To achieve this objective, scientists will need to trace in exquisite detail all of the organism’s biochemical pathways (series of reactions) and identify more of the emergent properties that arise from the operation of these pathways. The task is enormous: we still do not know what perhaps a third of Mtb’s proteins do in the first place, never mind what their associated pathways are or what emergent properties they spawn. But based on the current rate of progress, we are confident that within the next 20 years we will see a complete in silico bacterium that acts exactly like its counterpart growing in a test tube in the lab—and maybe even in a human being.

Preventing TB infection in the first place is, of course, better than treating people after they have become sick. To that end, efforts to create a vaccine that confers better protection against the disease than does the BCG vaccine are under way. Some developers are trying to improve the existing vaccine; others are attempting to make entirely new ones. But for the moment, the work is mostly doomed to trial and error because we do not understand why the current vaccine does not work nor how to predict what will work without testing candidates in humans.

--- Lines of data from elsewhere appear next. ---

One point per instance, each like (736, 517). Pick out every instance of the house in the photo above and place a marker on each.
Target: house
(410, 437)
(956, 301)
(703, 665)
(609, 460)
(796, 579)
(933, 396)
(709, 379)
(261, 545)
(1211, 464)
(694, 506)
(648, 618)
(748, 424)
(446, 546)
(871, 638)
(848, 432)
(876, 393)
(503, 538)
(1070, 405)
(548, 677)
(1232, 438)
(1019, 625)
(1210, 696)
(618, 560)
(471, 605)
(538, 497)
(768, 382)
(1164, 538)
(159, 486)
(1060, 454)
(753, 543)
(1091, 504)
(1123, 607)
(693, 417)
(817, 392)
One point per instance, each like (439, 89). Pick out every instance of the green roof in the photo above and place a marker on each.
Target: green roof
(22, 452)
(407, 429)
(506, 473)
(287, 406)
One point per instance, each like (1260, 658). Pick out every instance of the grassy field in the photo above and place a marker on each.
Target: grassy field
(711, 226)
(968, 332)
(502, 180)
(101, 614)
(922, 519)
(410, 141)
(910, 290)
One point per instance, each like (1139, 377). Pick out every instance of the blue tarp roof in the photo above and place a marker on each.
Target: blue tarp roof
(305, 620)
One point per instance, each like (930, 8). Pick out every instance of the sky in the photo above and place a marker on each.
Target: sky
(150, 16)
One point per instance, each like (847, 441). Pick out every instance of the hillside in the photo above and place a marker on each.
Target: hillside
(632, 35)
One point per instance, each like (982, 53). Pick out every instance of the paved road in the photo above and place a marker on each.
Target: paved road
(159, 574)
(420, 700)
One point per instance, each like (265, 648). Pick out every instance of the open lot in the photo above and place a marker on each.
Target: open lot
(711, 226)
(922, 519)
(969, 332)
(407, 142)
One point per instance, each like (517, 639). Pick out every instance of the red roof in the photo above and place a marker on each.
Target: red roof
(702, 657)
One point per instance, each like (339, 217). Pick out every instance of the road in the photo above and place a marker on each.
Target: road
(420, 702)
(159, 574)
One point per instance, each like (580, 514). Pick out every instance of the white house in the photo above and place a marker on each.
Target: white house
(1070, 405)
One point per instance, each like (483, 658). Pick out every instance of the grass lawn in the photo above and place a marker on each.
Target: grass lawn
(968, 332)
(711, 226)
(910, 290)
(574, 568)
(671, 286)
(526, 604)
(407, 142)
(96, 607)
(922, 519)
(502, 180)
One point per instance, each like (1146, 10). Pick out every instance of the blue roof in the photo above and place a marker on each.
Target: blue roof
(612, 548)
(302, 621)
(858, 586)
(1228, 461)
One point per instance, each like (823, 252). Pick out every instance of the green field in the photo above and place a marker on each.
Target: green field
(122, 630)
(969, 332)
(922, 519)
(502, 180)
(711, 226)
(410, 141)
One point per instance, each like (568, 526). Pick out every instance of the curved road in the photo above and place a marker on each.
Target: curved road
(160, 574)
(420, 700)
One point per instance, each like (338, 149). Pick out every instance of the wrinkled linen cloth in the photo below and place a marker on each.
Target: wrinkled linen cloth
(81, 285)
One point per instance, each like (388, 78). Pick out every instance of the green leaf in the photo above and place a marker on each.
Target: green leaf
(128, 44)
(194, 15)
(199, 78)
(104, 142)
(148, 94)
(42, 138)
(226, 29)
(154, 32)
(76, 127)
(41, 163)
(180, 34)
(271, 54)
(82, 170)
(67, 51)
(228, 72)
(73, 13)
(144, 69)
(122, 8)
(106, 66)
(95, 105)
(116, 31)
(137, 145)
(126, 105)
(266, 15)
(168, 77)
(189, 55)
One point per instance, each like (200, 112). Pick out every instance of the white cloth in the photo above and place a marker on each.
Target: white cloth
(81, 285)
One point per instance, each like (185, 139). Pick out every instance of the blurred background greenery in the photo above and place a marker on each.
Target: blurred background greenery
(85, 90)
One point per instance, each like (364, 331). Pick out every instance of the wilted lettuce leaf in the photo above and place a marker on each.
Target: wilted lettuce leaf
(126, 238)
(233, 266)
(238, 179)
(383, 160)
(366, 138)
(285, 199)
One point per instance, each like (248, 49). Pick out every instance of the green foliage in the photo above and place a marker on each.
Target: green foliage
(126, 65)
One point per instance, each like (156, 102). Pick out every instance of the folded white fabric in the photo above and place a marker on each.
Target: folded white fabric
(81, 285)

In other diseases for which vaccines are available, surviving an initial infection provides immunity to future infection. In TB, however, initial infection does not offer any such protection. A vaccine that is based simply on an attenuated version of TB therefore will not work. And whereas drug development would be greatly accelerated by the development of an in silico bacterium alone, enhanced vaccine development would require both an in silico bacterium and an in silico human to be successful. Such an arrangement would allow us to systematically explore the effects on humans of altering the bacterium.

In his book The Tipping Point, Malcolm Gladwell defines said point as “the level at which the momentum for change becomes unstoppable.” Never has the need for better diagnostic tests, drug therapies and vaccines against TB been greater. Much work remains to be done, but with the genomes of both Homo sapiens and Mycobacterium tuberculosis decoded and with an unprecedented amount of brainpower now trained on the problem, the momentum for change truly is unstoppable.

Note: This article was originally printed with the title, "New Tactics Against Tuberculosis".